Pro Football Hall of Fame Nominee Jared Allen Doesn’t Like NFL Football Anymore: ‘I’d Just Like to See Some More Old-School Guys’

Minnesota Vikings great Jared Allen struck fear in the hearts of NFL quarterbacks for over a decade was one of the greatest sack specialists in football history. Now retired, the 6-foot-6, 270-pound pass-rusher is entering his second year of eligibility for the Pro Football Hall of Fame. While he still loves the game of football and all it gave to him, he doesn’t watch many NFL games these days for various reasons, including the fact that there aren’t many guys he considers “old school” anymore.

Jared Allen is a Pro Football Hall of Fame nominee

Former Minnesota Vikings player and Pro Football Hall of Fame nominee Jared Allen waves to the crowd after being introduced as an honorary captain before the game against the Los Angeles Rams on November 19, 2017 at U.S. Bank Stadium in Minneapolis, Minnesota.
Jared Allen | Photo by Hannah Foslien/Getty Images

Defensive end Jared Allen ended his NFL career in 2015, making him eligible for the Pro Football Hall of Fame in 2021. The sack artist, who the Kansas City Chiefs drafted in the fourth round out of Idaho State in 2004, didn’t make it on his first ballot but is a finalist once again for 2022.

Allen played for four teams — the Chiefs, Minnesota Vikings, Chicago Bears, and Carolina Panthers — during his 12-year career. Best known as a Chief and a Viking, Allen was a five-time Pro Bowl player and a four-time All-Pro. The pass rusher put up double-digit sack totals in eight different seasons, leading the NFL in sacks during the 2007 (15.5) and 2011 (22.0) seasons.

The California native finished his career with 136.0 sacks, 171 tackles for a loss, 19 fumble recoveries, four safeties, and six interceptions. The enduring images from Allen’s storied career, especially with Minnesota, are his mullet haircut, handlebar mustache, and calf-roping sack dance.

Allen did reach a Super Bowl in his final season with the Panthers, but he only played in 7 playoff games in 12 seasons. However, his individual brilliance and the fact that he was the most feared pass rusher in the league for a six-year period should get him in the Hall of Fame.

He is currently 12th on the official NFL all-time sack leaders list. Every eligible player ahead of him is already in Canton, Ohio.

Jared Allen says that he still loves the game of football but not the professional variety

Jared Allen joined the Pat McAfee Show 2.0 this week to chat with the gang.
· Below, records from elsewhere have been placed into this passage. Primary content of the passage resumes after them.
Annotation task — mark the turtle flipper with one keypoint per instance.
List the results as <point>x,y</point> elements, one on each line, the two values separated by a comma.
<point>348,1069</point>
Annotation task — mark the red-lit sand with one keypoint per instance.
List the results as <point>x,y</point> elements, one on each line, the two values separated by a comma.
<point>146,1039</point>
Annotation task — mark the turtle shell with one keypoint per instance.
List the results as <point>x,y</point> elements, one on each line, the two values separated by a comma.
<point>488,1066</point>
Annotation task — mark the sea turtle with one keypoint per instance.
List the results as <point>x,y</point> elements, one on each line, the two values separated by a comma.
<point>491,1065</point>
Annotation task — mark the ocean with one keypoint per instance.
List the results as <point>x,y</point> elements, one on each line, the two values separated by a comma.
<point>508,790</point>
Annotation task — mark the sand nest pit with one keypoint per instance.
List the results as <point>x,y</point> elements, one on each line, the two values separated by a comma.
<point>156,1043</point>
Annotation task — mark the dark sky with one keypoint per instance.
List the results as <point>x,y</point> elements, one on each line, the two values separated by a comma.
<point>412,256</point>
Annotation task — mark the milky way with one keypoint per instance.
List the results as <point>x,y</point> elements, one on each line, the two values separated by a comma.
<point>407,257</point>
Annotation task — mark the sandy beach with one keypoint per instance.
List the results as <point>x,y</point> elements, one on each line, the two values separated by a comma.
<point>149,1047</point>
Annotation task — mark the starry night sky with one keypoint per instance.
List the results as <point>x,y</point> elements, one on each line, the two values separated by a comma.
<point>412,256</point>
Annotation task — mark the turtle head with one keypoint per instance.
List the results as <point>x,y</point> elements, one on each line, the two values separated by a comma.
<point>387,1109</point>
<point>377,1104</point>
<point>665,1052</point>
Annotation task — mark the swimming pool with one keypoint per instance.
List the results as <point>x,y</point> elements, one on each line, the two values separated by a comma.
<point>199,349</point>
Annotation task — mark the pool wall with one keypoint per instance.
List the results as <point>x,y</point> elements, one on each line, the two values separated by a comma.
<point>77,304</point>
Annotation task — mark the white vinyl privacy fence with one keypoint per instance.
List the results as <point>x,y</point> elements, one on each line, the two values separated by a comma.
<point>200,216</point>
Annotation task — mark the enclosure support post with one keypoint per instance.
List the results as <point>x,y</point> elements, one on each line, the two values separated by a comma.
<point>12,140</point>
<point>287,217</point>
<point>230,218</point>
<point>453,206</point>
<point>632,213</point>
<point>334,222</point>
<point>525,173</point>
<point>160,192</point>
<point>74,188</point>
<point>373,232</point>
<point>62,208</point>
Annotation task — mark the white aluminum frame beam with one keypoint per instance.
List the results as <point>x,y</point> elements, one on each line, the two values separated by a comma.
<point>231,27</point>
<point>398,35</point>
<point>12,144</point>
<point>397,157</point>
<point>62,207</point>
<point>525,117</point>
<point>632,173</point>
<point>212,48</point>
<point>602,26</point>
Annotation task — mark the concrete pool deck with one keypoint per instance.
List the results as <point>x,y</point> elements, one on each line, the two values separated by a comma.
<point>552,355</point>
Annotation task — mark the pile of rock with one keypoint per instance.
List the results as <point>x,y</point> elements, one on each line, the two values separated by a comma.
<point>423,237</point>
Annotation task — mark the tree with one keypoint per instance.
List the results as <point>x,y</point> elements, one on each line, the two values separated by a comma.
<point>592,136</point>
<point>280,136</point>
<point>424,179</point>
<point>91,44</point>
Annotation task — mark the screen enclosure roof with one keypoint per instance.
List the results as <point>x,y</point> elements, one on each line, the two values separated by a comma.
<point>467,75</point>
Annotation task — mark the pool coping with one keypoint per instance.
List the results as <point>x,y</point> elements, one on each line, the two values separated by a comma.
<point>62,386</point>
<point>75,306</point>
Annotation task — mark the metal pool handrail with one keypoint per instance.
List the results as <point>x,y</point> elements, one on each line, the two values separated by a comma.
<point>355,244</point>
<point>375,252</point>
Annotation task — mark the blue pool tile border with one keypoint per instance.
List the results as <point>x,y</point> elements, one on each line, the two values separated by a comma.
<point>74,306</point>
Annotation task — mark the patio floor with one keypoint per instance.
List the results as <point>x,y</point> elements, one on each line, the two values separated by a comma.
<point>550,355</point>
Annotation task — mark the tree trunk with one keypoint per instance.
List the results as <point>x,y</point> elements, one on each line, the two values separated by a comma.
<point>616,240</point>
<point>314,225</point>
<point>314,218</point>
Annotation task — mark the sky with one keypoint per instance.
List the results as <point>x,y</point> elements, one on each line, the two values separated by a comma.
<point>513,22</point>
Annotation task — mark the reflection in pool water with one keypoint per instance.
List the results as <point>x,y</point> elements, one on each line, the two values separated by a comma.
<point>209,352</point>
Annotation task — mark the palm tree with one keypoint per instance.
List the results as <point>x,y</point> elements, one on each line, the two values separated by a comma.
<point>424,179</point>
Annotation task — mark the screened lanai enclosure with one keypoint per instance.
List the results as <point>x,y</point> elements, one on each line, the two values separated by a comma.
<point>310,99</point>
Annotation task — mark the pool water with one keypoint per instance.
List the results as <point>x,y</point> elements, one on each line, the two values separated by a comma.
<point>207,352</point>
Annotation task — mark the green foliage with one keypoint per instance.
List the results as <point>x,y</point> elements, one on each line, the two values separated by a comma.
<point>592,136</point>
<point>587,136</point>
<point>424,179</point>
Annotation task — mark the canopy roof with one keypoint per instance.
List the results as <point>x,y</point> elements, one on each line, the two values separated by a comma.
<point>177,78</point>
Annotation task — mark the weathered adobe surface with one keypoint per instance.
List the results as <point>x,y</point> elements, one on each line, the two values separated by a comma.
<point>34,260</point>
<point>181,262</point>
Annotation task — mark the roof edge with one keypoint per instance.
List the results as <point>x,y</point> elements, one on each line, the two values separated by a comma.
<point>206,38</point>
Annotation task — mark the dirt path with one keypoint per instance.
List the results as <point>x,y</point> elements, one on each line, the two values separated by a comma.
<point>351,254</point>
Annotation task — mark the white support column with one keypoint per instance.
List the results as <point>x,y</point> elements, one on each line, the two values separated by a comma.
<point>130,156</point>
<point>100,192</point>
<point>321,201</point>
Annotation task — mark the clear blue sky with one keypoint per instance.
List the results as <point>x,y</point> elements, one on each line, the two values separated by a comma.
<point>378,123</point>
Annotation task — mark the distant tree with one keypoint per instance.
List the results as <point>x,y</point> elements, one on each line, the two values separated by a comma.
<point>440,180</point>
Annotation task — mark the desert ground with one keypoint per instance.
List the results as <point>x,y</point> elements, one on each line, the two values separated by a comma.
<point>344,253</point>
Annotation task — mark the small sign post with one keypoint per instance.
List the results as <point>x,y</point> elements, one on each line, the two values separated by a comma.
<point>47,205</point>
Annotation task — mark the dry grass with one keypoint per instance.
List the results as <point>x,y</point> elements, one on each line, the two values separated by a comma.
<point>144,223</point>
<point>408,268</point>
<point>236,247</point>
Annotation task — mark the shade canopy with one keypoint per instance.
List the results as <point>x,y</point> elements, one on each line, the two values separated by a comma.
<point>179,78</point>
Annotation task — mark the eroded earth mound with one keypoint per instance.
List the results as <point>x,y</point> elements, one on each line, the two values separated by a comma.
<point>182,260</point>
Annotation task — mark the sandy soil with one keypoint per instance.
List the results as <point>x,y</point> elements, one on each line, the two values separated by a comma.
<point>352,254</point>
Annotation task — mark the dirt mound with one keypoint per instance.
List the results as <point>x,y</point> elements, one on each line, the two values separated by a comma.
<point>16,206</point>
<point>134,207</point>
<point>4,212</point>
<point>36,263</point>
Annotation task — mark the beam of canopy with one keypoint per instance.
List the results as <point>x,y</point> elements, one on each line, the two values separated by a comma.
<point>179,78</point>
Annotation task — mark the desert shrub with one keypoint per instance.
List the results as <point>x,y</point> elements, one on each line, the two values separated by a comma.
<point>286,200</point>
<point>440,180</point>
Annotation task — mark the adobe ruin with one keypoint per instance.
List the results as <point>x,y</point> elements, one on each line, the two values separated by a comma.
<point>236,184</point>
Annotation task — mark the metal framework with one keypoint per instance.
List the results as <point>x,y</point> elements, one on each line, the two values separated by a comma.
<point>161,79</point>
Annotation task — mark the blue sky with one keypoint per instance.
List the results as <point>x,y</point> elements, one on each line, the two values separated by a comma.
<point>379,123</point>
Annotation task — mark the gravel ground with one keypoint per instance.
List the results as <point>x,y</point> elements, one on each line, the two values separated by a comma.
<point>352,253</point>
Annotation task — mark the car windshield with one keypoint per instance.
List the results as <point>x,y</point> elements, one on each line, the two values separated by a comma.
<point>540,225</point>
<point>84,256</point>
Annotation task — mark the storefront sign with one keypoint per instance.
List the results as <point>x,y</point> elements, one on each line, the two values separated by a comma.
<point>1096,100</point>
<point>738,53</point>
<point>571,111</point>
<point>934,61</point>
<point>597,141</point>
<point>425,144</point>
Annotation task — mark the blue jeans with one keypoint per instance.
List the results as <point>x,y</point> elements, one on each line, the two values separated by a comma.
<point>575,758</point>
During the appearance, he chatted about his retirement and his relationship to football now that he’s retired.

The avid outdoorsman told fellow retired NFL’ers McAfee and co-host A.J. Hawk that, while he will always love the game of football, the NFL has lost some of its luster for him now that he no longer plays.

“I really don’t watch [the NFL] these days, Allen said. “It’s a different game than when we played.”

McAfee jumped in and asked Allen if he “hates” football now, and if not making the Hall of Fame this offseason contributed to that. Allen responded:

No, Hall of Fame’s great. I love football. Football’s phenomenal, like high school football, college football. I just think, to be honest, pro football’s gotten so far out of like — no, I shouldn’t say that — at its core, it’s great, right? But anytime you put too much money into it, you gotta deal with crap, you gotta deal with politics, you gotta deal with all the stuff. At the core, it’s still amazing. I’d just like to see some more old-school guys.

Jared Allen on the NFL

Allen continued by saying that there are some “old school” guys he still loves to watch and some young players who play that way. He also said, after last season’s Super Bowl win, he’s become a massive fan of Tom Brady.

Who’s in the Pro Football Hall of Fame Class of 2022?

If Jared Allen does get into the Pro Football Hall of Fame in 2022, he could be part of a special class.

The institution announced its list of 2022 finalists on September 22, and there are a lot of fabulous players on the list.

The first-time nominee list is packed with talent and loft stats. The group includes the best kick returner of all time, Devin Hester, and a trio of multi-Pro Bowl wide receivers in Steve Smith, Andre Johnson, and Anquan Boldin.

On the defensive side of the ball, there is defensive back Antonio Cromartie and defensive linemen Vince Wilfork and Robert Mathis. One of the two players ahead of Allen on the all-time sack list not in the Hall is on the list as well in Demarcus Ware (138.5 sacks).

Additionally, there are still several deserving players waiting to get in along with Allen. This group includes tackle Tony Boselli, running back Hershel Walker, wide receiver Reggie Wayne, defensive lineman Richard Seymour, linebacker Zach Thomas, and special teams ace Steve Tasker, just to name a few.

The NFL will announce the Class of 2022 at the end of the 2021 season, and the group will be inducted in August of 2022.